Ainda assim, com a retoma de grande parte da atividade em junho, o volume de negócios da indústria abrandou a queda para 11,7%, depois de ter recuado 30,9% e 33,5% em maio e abril, respetivamente.

Segundo os dados do INE, tanto as vendas para o mercado nacional como para o mercado externo tiveram variações menos negativas que as observadas em maio, tendo sido mais intensa a melhoria no mercado externo.

As vendas para o mercado nacional desceram 9,2% face ao período homólogo, uma redução menos intensa em 14,1 pontos percentuais face à observada no mês anterior. Já as vendas na indústria para o mercado externo registaram uma redução de 15,1%, recuperando 26,2 pontos percentuais face a maio.

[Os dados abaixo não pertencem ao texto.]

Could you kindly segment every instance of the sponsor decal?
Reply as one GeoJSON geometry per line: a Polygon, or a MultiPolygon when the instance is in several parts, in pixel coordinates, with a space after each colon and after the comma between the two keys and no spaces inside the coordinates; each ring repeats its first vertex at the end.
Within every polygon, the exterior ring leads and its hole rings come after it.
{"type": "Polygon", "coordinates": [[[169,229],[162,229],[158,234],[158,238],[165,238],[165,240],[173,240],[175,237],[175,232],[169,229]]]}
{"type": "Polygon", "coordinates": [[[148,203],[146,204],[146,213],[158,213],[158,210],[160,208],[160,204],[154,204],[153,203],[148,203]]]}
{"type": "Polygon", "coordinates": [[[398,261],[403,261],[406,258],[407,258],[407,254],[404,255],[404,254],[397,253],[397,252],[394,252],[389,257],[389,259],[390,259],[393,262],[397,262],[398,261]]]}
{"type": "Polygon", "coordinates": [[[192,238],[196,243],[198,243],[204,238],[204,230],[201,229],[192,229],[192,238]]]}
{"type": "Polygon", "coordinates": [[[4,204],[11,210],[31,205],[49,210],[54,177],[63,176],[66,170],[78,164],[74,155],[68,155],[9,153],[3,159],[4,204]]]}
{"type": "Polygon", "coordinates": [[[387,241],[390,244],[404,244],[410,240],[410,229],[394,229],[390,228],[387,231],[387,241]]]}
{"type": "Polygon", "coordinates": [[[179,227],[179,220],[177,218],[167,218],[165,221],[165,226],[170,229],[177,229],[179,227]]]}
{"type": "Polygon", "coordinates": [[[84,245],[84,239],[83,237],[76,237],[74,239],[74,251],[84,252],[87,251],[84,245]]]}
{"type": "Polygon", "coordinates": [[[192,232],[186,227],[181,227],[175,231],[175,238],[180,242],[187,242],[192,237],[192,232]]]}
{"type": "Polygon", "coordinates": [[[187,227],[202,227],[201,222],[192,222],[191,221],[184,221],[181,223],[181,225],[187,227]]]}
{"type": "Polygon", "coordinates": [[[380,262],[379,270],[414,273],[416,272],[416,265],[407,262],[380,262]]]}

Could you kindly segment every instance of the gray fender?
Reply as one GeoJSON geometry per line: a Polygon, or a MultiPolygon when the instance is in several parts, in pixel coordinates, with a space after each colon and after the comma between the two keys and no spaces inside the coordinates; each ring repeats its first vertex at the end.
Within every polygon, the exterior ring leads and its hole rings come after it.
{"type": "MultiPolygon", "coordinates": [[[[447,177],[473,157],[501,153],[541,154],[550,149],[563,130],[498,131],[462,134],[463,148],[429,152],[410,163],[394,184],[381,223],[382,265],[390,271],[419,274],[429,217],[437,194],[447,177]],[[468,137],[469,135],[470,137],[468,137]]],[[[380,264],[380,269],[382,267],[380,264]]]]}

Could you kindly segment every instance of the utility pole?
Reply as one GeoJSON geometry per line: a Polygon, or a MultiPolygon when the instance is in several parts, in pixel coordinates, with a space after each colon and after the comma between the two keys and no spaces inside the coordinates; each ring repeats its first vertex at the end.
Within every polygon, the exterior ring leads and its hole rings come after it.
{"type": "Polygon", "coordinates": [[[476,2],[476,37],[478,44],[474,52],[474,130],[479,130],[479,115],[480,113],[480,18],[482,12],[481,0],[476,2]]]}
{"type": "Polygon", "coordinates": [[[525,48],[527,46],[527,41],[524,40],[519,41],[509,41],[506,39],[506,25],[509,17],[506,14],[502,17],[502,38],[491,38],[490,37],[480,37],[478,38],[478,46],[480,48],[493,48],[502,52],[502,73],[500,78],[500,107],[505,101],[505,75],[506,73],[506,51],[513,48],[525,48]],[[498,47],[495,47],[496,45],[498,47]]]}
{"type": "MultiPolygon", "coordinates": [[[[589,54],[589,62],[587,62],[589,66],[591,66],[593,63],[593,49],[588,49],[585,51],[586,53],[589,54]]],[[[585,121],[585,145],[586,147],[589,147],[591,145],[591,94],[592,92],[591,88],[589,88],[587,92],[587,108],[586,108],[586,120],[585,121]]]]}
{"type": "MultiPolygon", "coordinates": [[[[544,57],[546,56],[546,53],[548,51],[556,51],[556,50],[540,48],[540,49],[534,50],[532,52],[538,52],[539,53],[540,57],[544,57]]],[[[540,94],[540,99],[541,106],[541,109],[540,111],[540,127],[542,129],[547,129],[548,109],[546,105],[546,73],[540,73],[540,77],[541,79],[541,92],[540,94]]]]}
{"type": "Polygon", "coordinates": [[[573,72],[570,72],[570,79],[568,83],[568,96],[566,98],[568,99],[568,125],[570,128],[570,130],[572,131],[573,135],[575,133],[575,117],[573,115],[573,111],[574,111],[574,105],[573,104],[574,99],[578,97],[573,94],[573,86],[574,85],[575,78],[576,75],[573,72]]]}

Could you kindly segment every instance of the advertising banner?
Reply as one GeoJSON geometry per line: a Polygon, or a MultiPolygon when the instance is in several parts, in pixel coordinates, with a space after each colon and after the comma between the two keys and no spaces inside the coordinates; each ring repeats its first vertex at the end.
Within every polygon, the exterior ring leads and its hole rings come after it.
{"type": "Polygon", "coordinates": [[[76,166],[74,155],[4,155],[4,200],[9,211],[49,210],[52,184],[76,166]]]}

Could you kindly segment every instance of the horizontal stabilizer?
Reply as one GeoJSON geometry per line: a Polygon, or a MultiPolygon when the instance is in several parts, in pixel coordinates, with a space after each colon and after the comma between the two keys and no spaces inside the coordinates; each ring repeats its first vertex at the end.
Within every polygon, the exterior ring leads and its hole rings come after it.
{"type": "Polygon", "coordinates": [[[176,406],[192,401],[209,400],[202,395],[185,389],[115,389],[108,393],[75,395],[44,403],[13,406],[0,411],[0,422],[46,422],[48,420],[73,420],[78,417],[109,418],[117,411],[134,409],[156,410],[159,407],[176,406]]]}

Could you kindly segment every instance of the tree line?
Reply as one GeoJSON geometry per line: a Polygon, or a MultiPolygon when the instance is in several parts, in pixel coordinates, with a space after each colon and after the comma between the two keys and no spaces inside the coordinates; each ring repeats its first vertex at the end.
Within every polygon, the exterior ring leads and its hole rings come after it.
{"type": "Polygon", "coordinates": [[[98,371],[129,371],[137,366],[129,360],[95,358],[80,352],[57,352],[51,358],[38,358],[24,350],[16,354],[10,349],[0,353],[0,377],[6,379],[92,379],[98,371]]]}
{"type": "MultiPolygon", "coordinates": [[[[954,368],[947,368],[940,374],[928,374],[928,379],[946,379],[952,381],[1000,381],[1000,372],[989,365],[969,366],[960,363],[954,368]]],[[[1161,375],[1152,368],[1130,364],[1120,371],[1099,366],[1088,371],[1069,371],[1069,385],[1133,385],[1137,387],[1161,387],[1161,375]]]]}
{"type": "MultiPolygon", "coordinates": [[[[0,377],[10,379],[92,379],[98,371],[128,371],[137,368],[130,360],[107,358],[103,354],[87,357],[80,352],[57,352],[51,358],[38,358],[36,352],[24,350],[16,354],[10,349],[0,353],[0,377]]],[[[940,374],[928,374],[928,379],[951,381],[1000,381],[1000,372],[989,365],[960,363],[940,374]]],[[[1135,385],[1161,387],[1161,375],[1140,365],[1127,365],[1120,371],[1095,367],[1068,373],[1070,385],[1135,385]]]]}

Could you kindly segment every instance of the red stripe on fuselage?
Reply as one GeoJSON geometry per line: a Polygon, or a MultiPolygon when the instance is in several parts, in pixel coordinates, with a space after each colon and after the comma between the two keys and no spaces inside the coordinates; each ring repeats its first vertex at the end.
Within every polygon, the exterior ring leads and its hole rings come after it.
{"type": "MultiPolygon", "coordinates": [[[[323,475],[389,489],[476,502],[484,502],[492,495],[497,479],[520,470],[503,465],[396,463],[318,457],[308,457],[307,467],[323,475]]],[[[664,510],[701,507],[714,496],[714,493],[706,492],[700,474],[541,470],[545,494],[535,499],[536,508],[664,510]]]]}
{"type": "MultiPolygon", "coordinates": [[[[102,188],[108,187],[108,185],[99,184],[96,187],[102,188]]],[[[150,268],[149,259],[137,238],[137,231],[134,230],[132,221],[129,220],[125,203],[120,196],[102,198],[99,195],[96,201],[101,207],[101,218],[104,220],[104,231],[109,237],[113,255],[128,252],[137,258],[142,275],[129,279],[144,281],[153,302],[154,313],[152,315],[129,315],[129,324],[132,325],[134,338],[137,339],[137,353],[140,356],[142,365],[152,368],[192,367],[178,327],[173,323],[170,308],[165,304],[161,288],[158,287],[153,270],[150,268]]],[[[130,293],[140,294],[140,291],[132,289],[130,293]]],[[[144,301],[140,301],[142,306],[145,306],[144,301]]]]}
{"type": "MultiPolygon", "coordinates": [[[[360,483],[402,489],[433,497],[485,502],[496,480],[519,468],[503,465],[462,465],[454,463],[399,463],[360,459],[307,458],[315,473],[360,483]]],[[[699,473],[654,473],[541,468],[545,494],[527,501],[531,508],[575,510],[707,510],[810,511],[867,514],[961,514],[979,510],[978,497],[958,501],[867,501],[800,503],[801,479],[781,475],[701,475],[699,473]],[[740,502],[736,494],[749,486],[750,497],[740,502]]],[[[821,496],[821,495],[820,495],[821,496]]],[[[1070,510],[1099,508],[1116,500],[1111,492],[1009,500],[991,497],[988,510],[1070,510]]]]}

Olhando a setores, no mês de junho, o contributo mais negativo foi dado pela energia, que caiu 19%, seguida pelos bens intermédios, que recuaram 11,4%. Os bens de investimento, por seu lado, passaram de uma quebra de 41,5% em maio para uma descida de 14,4% em junho, enquanto os bens de consumo caíram 4,6%.

O emprego no setor diminuiu 2,9%, as remunerações desceram 2,7% e as horas trabalhadas caíram 9,5%.